New Year’s Eve 2020 ended in tragedy for four young adults on a rural highway about halfway between Washington, DC, and Charlottesville, Virginia (VA). According to a state police press release issued three days after the deadly incident, a single vehicle ran off Mitchells Road/VA Route 652 in an unincorporated section of Culpeper County and slammed into the tree.



The crash happened near the intersection with Cedar Mountain Road/VA Route 649 at approximately 11:25 pm. The female driver died at the scene, and three passengers were transported to UVA Medical Center with injuries that were described as serious but not life-threatening. News reports identified those individuals only as a 22-year-old male, a 23-year-old female and a 24-year-old female.




Authorities released no information of why the car left the road. The press release states only that the driver “failed to maneuver a curve” and that the investigation into the fatal single-vehicle crash occurred.

What Happens When No Other Driver is Involved?

My Virginia personal injury and wrongful death law firm colleagues and I send our deepest condolences out to the family of the woman who lost her life. We also wish full and speedy recoveries for the injured passengers.

Our decades of experience lead us to understand that the survivors have started asking questions about how they will pay their medical bills and replace any income they must forego while being laid up and unable to work. Two options for seeking compensation exist.
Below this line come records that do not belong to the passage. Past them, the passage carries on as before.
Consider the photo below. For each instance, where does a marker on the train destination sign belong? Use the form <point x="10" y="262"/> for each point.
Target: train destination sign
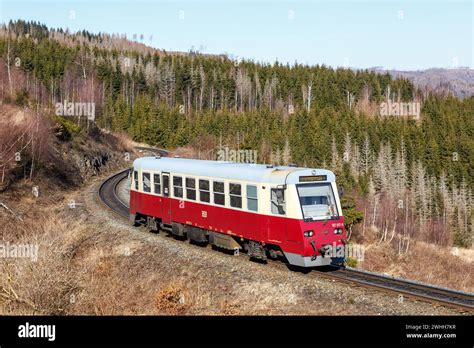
<point x="313" y="178"/>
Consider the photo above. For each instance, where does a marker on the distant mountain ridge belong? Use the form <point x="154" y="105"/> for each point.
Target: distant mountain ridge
<point x="457" y="81"/>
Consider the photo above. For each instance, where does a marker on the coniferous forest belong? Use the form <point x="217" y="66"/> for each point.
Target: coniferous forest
<point x="404" y="177"/>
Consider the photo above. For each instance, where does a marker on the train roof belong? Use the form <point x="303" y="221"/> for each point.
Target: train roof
<point x="231" y="170"/>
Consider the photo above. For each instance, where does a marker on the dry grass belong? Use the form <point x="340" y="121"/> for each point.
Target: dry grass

Assuming the driver carried full insurance in compliance with Virginia law, the surviving crash victims should be able to file claims against the woman’s policy. The coverage will remain in effect until all outstanding claims are resolved.

The other option is filing uninsured/underinsured motorist (UM/UIM) claims with their own car insurance providers. This may prove necessary in any event since few drivers carry enough liability insurance to pay months’ worth of medical bills for three people.
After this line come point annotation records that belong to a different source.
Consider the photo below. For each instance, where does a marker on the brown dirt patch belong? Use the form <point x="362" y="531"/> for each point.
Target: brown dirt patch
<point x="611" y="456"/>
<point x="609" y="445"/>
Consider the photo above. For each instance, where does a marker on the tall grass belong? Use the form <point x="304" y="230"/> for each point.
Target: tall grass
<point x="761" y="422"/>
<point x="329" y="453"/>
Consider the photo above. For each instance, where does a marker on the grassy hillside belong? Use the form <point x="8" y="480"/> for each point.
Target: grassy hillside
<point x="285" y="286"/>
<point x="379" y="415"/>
Virginia requires every car insurance policy sold in the state to include UM/UIM provisions. The coverage can be invoked whenever injuries or deaths are caused by a driver who either lacks insurance altogether or who has coverage limits that will be reached before each crash victim is fully compensated.

UM/UIM claims proceed much the same way as claims against another person’s insurance. That means the crash victims’ insurers will demand police reports, medical evidence and other information to substantiate claims. The insurers may also contest or deny claims, at which time consulting with a personal injury attorney will make sense.